Vladimir,
It's interesting, and probably would make a good addition to documentation. Though bzip appears to be phased out these days, replaced by xz, which does not use Burrows–Wheeler transformation.
Will do (in the development branch).
One quote from that article you cite: "Merge sort performs better than radix sort for sorting keys of large sizes - such keys will be required to accommodate the increasing cardinality of future databases" Merge sort is fundamentally less efficient than a smart hybrid-radix approach when CPU sorting long keys because it has to compare the entire length of the key up to the point of difference multiple times, where the string_sort in this library only passes through each character in the key once (or twice depending on how you count) during the radix sorting portion, and then only compares what hasn't already been passed through in the final comparison-sorting stage once the problem has been cut down to less than a specific constant size.
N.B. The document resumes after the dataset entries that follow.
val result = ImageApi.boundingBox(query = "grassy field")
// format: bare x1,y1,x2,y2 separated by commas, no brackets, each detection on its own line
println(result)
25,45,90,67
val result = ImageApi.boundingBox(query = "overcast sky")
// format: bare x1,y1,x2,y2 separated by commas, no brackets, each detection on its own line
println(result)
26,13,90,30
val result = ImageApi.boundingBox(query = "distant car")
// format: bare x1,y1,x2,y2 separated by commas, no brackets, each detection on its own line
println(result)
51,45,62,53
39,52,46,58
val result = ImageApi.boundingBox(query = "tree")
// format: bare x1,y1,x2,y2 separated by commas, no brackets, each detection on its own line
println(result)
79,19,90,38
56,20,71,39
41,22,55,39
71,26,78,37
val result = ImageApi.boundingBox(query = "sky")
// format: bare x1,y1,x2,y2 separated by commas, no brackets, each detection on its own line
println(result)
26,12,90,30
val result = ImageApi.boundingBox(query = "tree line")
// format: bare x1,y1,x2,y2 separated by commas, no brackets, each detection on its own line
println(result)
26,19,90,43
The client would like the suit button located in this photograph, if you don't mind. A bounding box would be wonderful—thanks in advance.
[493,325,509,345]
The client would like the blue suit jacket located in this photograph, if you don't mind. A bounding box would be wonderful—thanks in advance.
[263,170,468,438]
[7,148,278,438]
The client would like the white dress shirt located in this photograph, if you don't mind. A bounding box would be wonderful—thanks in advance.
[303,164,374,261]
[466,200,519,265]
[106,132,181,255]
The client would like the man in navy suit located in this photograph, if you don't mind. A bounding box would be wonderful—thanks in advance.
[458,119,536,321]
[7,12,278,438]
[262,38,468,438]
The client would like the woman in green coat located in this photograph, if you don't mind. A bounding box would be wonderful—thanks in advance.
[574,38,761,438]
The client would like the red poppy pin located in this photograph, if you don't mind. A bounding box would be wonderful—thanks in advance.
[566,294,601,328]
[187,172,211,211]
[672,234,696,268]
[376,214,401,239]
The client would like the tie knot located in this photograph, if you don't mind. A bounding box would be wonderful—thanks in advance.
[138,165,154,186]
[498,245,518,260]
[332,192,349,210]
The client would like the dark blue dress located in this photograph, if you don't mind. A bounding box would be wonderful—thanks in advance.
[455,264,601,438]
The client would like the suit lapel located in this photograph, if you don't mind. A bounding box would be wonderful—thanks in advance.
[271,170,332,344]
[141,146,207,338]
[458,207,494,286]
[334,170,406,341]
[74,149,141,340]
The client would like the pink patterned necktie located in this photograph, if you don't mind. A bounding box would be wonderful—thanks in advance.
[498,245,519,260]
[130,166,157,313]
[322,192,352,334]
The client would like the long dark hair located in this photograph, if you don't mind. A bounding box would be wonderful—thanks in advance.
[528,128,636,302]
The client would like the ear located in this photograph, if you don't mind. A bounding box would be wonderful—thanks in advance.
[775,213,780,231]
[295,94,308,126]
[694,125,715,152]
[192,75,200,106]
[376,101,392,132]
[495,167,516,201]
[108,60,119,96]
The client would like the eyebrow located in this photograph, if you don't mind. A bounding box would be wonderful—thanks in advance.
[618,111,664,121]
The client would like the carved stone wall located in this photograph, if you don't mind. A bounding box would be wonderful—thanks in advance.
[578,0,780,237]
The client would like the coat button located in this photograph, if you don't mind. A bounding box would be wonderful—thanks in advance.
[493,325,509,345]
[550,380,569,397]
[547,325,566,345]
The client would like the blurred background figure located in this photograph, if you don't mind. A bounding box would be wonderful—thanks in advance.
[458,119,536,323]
The problem is that it does not seem to me that Boost is a forum to discuss algorithm implementation. You propose a library that purports to do efficient sorting, based on 2002 paper. Were there no papers in subsequent 12 years with better algorithms?
I did an algorithm search in 2008 when preparing the boost submission. ALR came out, fairly similar to my paper. I have not seen much attention paid in academia to hybrid radix sorting.
Do you happen to have a copy of the full article? I'm happy to apply any helpful concept to improve the library.
The "full text" link at the top of that page works for me.
I hit a paywall at home, but accessed it at work. This is a comparison of parallel LSD radix sort vs Mergesort. The conclusion is that parallel LSD radix sort is slower with long keys. This is not surprising. MSD hybrid radix sort (string_sort) does much better than Mergesort or LSD radix sort with long keys. This library does not get into parallel implementation issues; it can be used as a subsort inside a parallel Mergesort, or you can split up the problem by MSD to parallelize it and use this library to subsort.
With regards to classic algorithms, this library provides an implementation similar to Adaptive Left Radix for integer_sort, which came after it but was more widely available, with the addition of better worst-case performance. It also provides an adaptation of American Flag Sort (a classic algorithm) to C++ strings and with better worst-case performance guarantees.
I'm worried about "similar" and "adaptation" above. If I see that function whatever_sort implements an algorithm from paper N, with 200 citations, then I can assume enough people reviewed the algorithm. If that function implements an adaptation, then I'm not really sure what complexity I can expect.
Since you've read the overview, how about just looking through the code and seeing if it works as described, or testing it? Can you ever be sure a concrete implementation correctly applies an abstract concept without looking at the implementation? These implementations are fast for the same reason ALR and AFS are. They have superior worst-case performance because they fall back to std::sort at a size that optimizes worst-case performance. The only other difference is that these algorithms scan to see if they can shrink the range each iteration, which improves performance for non-worst-case distributions with little impact on worst-case distributions.